A edição do DocLisboa 2005, teve 18 mil espectadores. O número surpreendeu os próprios organizadores. "É verdade que há um ‘boom’ do documentário", esclarece Catarina Alves Costa. "Mas depois dos festivais, as salas voltam a ficar vazias, não há ligação entre uma coisa e outra". Adianta Inês Golçalves: "Fazemos filmes porque acreditamos que é mesmo importante contar o que filmamos. Quando os filmes não passam, quando ninguém os vê, é uma coisa muito triste". Neste aspecto, "Lisboetas", de Sérgio Tréfaut, foi a excepção que confirma a regra: fenómeno de afluência do público às salas de cinema para ver um documentário foi caso inédito entre nós.

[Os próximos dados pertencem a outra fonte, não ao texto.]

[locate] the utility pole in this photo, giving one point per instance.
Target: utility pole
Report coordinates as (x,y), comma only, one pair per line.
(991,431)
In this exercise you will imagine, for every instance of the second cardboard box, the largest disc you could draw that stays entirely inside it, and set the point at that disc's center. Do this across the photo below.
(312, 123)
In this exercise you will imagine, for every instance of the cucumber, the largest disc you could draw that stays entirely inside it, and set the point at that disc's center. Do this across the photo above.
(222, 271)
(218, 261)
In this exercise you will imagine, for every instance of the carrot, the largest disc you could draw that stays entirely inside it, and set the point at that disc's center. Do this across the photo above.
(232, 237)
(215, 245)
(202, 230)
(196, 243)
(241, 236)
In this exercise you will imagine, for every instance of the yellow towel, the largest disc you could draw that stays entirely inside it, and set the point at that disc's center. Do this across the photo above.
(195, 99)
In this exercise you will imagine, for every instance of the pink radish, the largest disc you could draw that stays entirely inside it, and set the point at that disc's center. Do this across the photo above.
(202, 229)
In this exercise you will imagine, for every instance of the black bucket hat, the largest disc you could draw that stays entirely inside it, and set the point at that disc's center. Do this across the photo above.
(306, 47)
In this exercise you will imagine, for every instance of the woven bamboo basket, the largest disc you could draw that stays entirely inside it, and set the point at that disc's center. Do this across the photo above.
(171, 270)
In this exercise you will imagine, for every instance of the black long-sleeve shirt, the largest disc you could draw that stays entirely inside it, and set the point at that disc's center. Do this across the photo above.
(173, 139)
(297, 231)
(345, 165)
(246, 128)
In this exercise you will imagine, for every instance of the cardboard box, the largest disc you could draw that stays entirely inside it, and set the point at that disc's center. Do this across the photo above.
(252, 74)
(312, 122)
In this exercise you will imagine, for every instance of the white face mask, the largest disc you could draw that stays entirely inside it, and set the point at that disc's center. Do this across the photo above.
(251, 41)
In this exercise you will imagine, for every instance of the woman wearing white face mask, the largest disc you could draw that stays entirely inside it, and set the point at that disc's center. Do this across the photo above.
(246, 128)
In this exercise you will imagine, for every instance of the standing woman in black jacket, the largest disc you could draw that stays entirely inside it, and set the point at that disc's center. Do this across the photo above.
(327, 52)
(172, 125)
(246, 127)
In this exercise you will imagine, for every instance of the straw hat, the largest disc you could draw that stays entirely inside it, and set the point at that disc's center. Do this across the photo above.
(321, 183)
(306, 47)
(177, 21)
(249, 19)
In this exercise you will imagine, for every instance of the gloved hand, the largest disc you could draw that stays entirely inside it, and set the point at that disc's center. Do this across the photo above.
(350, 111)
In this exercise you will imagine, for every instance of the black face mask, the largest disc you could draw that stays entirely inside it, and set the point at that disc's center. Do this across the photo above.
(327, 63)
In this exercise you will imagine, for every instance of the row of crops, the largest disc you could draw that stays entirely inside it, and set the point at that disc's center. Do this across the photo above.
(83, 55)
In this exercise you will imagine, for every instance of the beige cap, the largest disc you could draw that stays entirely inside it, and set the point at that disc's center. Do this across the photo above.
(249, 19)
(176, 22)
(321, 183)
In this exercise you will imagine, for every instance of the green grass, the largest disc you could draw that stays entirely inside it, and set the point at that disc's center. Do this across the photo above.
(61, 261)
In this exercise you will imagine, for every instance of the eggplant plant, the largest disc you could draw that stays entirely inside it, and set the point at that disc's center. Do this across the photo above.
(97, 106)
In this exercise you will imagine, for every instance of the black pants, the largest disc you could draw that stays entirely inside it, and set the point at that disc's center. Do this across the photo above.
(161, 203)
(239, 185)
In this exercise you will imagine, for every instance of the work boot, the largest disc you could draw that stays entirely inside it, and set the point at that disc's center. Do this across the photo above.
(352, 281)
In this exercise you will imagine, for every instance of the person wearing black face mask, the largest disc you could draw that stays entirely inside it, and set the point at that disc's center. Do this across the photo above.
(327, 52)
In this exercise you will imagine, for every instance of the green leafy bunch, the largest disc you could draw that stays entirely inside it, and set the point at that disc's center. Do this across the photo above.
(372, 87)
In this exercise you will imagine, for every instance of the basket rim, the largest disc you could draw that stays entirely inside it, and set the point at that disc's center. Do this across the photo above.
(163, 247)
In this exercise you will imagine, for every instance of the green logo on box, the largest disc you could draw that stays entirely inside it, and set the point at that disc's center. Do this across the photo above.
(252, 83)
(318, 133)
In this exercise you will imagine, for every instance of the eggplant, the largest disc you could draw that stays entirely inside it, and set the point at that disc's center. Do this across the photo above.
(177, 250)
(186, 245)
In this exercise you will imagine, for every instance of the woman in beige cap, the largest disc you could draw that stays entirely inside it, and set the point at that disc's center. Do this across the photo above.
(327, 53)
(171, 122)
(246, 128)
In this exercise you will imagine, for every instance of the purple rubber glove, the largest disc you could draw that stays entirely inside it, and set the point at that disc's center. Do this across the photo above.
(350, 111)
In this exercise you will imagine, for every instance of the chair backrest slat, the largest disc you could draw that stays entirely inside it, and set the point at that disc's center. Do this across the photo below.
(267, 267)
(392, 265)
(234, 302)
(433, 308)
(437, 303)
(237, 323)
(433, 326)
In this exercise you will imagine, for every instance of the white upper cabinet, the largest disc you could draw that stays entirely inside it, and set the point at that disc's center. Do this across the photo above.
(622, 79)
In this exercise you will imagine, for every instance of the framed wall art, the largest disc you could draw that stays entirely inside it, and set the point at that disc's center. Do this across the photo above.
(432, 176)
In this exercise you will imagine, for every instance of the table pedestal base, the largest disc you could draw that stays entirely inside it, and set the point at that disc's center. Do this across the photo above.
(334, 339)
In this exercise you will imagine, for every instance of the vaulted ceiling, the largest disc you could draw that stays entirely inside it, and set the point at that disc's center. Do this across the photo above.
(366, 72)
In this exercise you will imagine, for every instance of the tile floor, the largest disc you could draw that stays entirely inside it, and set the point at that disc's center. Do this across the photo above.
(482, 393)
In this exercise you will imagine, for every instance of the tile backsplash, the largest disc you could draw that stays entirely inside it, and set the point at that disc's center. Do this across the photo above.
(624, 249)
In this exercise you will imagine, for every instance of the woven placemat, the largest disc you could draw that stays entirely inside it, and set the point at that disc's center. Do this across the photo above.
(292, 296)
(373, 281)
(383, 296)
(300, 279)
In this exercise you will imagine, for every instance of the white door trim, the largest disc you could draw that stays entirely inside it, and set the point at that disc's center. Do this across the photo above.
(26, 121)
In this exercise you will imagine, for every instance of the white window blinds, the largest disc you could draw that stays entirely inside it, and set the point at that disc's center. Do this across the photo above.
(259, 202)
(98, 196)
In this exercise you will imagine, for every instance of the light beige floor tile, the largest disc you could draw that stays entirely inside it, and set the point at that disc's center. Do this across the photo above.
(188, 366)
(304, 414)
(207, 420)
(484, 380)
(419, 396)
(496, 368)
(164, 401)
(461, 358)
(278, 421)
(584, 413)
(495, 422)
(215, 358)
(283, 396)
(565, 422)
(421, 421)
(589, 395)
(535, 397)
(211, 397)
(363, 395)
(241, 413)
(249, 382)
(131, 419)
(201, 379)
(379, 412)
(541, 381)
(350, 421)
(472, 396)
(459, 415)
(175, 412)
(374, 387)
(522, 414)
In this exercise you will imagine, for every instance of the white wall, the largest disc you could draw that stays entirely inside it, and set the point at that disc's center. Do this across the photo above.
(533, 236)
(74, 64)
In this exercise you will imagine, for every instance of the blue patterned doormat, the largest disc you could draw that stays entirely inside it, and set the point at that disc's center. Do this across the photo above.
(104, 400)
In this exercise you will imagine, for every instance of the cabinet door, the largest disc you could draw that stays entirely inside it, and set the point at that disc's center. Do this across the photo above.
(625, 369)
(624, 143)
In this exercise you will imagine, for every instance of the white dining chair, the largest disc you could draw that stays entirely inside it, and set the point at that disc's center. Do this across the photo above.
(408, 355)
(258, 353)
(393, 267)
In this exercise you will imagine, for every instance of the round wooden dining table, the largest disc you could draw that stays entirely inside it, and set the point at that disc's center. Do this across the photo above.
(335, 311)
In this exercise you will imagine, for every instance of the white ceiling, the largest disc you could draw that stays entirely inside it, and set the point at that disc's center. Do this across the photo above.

João Ribeiro, "cameraman" com grande rotação no cinema documental e que, entre as realizadoras com quem falámos, só não trabalhou com Margarida Cardoso, não encontra nenhuma especificidade no documentário que leve as mulheres a optar pelo género. "O documentário que se faz cá é ainda muito observacional". "No documentário português, seja de homens ou mulheres, sempre houve uma busca das coisas mais íntimas. Um documentário para funcionar, para vender, para ser democrático, precisa de furar esta barreira. Penso que seja este o passo que falta dar: conseguir transformar o íntimo em matéria universal".